MTMMC: A Large-Scale Real-World Multi-Modal Camera Tracking Benchmark

Sanghyun Woo,Kwanyong Park,Inkyu Shin,Myungchul Kim,In So Kweon
2024-03-29
Abstract:Multi-target multi-camera tracking is a crucial task that involves identifying and tracking individuals over time using video streams from multiple cameras. This task has practical applications in various fields, such as visual surveillance, crowd behavior analysis, and anomaly detection. However, due to the difficulty and cost of collecting and labeling data, existing datasets for this task are either synthetically generated or artificially constructed within a controlled camera network setting, which limits their ability to model real-world dynamics and generalize to diverse camera configurations. To address this issue, we present MTMMC, a real-world, large-scale dataset that includes long video sequences captured by 16 multi-modal cameras in two different environments - campus and factory - across various time, weather, and season conditions. This dataset provides a challenging test-bed for studying multi-camera tracking under diverse real-world complexities and includes an additional input modality of spatially aligned and temporally synchronized RGB and thermal cameras, which enhances the accuracy of multi-camera tracking. MTMMC is a super-set of existing datasets, benefiting independent fields such as person detection, re-identification, and multiple object tracking. We provide baselines and new learning setups on this dataset and set the reference scores for future studies. The datasets, models, and test server will be made publicly available.
Computer Vision and Pattern Recognition
What problem does this paper attempt to address?

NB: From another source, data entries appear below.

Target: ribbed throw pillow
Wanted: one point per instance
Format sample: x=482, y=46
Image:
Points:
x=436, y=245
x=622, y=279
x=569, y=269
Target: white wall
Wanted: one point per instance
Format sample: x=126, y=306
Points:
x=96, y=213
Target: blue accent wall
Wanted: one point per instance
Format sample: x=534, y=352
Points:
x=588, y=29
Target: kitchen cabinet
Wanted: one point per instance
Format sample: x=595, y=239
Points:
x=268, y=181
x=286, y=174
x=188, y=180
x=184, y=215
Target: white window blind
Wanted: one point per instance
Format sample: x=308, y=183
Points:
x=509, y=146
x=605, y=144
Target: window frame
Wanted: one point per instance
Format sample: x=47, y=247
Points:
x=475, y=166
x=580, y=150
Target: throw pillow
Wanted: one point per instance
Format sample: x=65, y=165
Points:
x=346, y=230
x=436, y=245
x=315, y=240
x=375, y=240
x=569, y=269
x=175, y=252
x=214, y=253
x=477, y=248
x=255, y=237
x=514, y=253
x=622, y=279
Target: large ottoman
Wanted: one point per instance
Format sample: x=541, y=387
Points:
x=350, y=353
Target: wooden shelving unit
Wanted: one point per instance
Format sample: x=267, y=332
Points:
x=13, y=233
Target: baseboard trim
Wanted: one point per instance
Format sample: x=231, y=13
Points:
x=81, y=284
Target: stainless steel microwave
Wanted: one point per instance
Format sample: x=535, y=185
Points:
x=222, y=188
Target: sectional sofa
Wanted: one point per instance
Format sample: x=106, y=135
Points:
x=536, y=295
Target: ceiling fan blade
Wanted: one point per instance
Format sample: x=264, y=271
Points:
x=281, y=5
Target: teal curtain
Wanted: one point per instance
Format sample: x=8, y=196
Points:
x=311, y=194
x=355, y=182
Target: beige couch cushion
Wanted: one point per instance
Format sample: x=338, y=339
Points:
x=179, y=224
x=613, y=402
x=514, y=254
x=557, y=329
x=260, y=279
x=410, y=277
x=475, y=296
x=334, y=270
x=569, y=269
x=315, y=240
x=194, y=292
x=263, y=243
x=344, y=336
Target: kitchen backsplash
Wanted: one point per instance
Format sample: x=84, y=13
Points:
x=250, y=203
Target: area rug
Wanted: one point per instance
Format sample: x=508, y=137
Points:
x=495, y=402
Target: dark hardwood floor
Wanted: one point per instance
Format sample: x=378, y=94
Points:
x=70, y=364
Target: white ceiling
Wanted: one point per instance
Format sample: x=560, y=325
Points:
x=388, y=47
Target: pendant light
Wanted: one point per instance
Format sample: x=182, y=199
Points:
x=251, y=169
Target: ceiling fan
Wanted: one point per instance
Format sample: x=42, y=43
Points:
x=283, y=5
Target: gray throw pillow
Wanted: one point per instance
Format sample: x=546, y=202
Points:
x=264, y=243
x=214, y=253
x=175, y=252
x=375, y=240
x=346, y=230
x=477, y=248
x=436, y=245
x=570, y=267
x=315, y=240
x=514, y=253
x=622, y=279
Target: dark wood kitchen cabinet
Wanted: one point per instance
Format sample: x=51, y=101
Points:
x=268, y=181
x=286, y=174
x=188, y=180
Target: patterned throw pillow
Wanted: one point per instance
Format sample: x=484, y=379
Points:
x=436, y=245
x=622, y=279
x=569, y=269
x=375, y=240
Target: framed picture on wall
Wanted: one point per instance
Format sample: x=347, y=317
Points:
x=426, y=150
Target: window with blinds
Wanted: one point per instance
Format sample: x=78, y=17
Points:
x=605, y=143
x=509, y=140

The problem that this paper attempts to solve is the challenges of multi - target multi - camera tracking (MTMCT) in practical applications. Specifically, the existing multi - target multi - camera tracking datasets are either synthetically generated through game simulators or small - scale real - data collected in a controlled camera network environment. These datasets cannot well simulate the dynamic environment of the real world, resulting in their limited generalization ability under diverse camera configurations. Moreover, due to the high cost of data collection and annotation, high - quality real - world datasets are very scarce. To solve these problems, the paper proposes a new benchmark dataset named MTMMC (Multi - Target Multi - Modal Camera Tracking). This dataset contains long - term video sequences captured by 16 multi - modal cameras installed in two different environments (campus and factory), and these videos cover different time, weather and season conditions. The MTMMC dataset not only provides a challenging test platform for multi - camera tracking in complex real - world environments, but also introduces spatially - aligned and temporally - synchronized RGB and thermal imaging cameras as additional input modalities to improve the accuracy of multi - camera tracking. The main contributions of the paper include: 1. **Large - scale real - world dataset**: MTMMC is currently the largest publicly available multi - target multi - camera tracking dataset, containing 3,052,800 frames of high - resolution video, covering indoor and outdoor scenes. 2. **Multi - modal data**: It provides the combination of RGB and thermal imaging data for the first time, which is helpful for studying the influence of multi - modal learning in multi - camera tracking. 3. **Diverse environmental conditions**: The dataset covers different time, weather and season conditions, ensuring the diversity and representativeness of the data. 4. **High - quality annotation**: Through a semi - automatic annotation system and manual verification, the accuracy and consistency of data annotation are ensured. In conclusion, the MTMMC dataset aims to provide a test platform closer to the real world for the research of multi - target multi - camera tracking and promote the technological progress in related fields.